Climate data from a yacht
After three intense years spent collecting samples on the high seas, the team led by Gerald Haug from the Max Planck Institute for Chemistry in Mainz can now present the initial findings from their work on the research vessel Eugen Seibold. The data lay the groundwork for reliable forecasts on how global warming will impact the oceans.
From 2019 to 2021, the researchers on board the Eugen Seibold traversed the Atlantic Ocean, collecting samples and covering more than 20 000 kilometres along the way. Between Iceland and the equator, the crew analysed the seawater at depths of up to one thousand metres in the interest of gleaning precise details about the ocean-atmosphere exchange. Using their high-tech instruments, the crew measured a total of fifty biological, chemical and physical parameters and their interactions; their main focus was the greenhouse gas carbon dioxide. Now, terabytes of data and thousands of samples are available for a wide range of analyses.
Daily carbon dioxide exchange
The initial findings at the Max Planck Institute for Chemistry confirm the general assumption that three factors play a decisive role in the ocean’s uptake of carbon dioxide: turbulence in the water masses, chemical absorption capacity and the conversion of CO2 into oxygen by plants (photosynthesis). These processes also depend heavily on water temperature. Now, thanks to the detailed data and samples collected by the Seibold crew, it’s possible to chart the CO2 exchange in specific ocean regions over the course of a day.

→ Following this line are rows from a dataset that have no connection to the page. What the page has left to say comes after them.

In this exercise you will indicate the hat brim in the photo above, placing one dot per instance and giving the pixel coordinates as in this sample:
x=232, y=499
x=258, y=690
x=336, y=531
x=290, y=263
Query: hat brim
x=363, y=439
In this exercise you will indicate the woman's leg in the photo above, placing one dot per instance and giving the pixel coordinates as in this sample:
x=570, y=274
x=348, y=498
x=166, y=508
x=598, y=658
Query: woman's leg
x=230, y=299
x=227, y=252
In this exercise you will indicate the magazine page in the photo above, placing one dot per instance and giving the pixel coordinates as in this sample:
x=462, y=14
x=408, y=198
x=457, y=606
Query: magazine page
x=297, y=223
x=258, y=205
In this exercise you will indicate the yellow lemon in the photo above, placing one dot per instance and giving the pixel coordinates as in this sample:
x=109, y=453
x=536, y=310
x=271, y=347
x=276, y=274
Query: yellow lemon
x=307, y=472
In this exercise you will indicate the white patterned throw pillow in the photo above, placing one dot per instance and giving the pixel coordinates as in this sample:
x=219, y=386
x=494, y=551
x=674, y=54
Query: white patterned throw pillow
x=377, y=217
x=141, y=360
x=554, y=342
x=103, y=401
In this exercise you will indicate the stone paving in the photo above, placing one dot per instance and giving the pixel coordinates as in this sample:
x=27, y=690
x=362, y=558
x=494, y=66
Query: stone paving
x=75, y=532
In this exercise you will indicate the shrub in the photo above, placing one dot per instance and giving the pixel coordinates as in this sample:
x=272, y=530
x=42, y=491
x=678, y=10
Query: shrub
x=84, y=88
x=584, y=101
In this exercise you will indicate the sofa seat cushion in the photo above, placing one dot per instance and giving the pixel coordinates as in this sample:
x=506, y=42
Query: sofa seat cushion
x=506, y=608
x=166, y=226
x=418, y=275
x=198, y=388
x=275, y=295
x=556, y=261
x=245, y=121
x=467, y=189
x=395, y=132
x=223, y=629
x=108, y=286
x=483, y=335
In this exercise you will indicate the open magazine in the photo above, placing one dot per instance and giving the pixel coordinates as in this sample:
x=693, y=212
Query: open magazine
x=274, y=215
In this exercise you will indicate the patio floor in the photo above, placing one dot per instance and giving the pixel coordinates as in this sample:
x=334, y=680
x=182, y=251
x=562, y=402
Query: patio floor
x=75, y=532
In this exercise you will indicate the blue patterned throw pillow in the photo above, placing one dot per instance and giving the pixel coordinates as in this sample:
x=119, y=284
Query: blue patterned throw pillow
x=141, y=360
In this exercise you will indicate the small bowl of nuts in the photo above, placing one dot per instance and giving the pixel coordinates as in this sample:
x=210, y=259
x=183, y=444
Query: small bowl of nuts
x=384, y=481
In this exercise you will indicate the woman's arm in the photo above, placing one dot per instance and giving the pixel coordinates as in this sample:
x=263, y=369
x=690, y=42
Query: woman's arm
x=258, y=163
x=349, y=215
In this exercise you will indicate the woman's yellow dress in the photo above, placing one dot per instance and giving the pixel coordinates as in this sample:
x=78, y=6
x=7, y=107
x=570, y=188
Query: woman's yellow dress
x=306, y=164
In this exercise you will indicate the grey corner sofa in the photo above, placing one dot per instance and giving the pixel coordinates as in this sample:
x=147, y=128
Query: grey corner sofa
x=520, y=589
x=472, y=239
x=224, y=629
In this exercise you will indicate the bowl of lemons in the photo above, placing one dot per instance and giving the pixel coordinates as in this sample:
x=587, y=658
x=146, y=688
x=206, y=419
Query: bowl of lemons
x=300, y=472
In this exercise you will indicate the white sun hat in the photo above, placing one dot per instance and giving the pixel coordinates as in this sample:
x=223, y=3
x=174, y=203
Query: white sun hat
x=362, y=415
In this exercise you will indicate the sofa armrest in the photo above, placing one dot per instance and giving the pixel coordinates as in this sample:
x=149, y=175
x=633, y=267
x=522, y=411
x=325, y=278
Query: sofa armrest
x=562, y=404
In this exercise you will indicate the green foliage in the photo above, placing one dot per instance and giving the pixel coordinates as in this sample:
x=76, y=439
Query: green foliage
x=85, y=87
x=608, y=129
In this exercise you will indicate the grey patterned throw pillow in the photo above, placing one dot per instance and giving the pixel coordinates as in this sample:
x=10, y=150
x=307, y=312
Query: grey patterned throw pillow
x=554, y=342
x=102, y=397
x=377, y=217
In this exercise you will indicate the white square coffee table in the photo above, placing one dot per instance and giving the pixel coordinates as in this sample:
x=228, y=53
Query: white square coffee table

Take, for instance, the nutrientpoor waters of the subtropical Atlantic Ocean east of the Azores. At sunrise, photosynthesis in plants (such as algae) increases, whereby carbon dioxide is absorbed and the concentration of oxygen at the water’s surface rises. Algae that form in the morning are then eaten by zooplankton, whose respiration drives up CO2 concentration in the water. By noon, solar radiation is so strong that the algae convert less carbon dioxide into oxygen, and after midday, the evaporation of seawater causes clouds to form, reducing the amount of solar radiation, whereupon photosynthesis—and consequently oxygen production—again increases. At sunset, oxygen production drops, the CO2 concentration in the seawater remains high, and zooplankton graze on algae. With minor differences, this cycle was also observed in other marine provinces.
Complex ocean
“We now see that CO2 uptake in the ocean-atmosphere exchange is much more complex than previously assumed,” says Ralf Schiebel, head of research on the Eugen Seibold. “And this knowledge about the overall system, including the many physical, chemical and biological parameters that interact and influence each other, is essential for making forecasts on climate change.” The data collected by the Seibold crew can now be used to improve current climate models, making it possible to formulate realistic future scenarios. As such, forecasts for how global warming will impact the oceans are placed on solid scientific footing. Project leader Gerald Haug calls it “a major breakthrough”. When conducting the next analyses, the team will intensify their collaboration with the German Marine Research Alliance, and specialised IT firms will also be consulted. “It would be impossible for us to manage the data on our own,” Schiebel says. “We need a large network.”
Understanding El Niño
In December 2022, the Eugen Seibold will embark on its first voyage to the Pacific. The crew will set up base in Panama City; over the next three years, this will be the point of departure for their various research missions. “We now also have a better chance to observe an El Niño phase,” says Schiebel. The natural extreme weather phenomenon is interesting for the researchers, as it radically changes the normal conditions in the Pacific and impacts the entire global climate.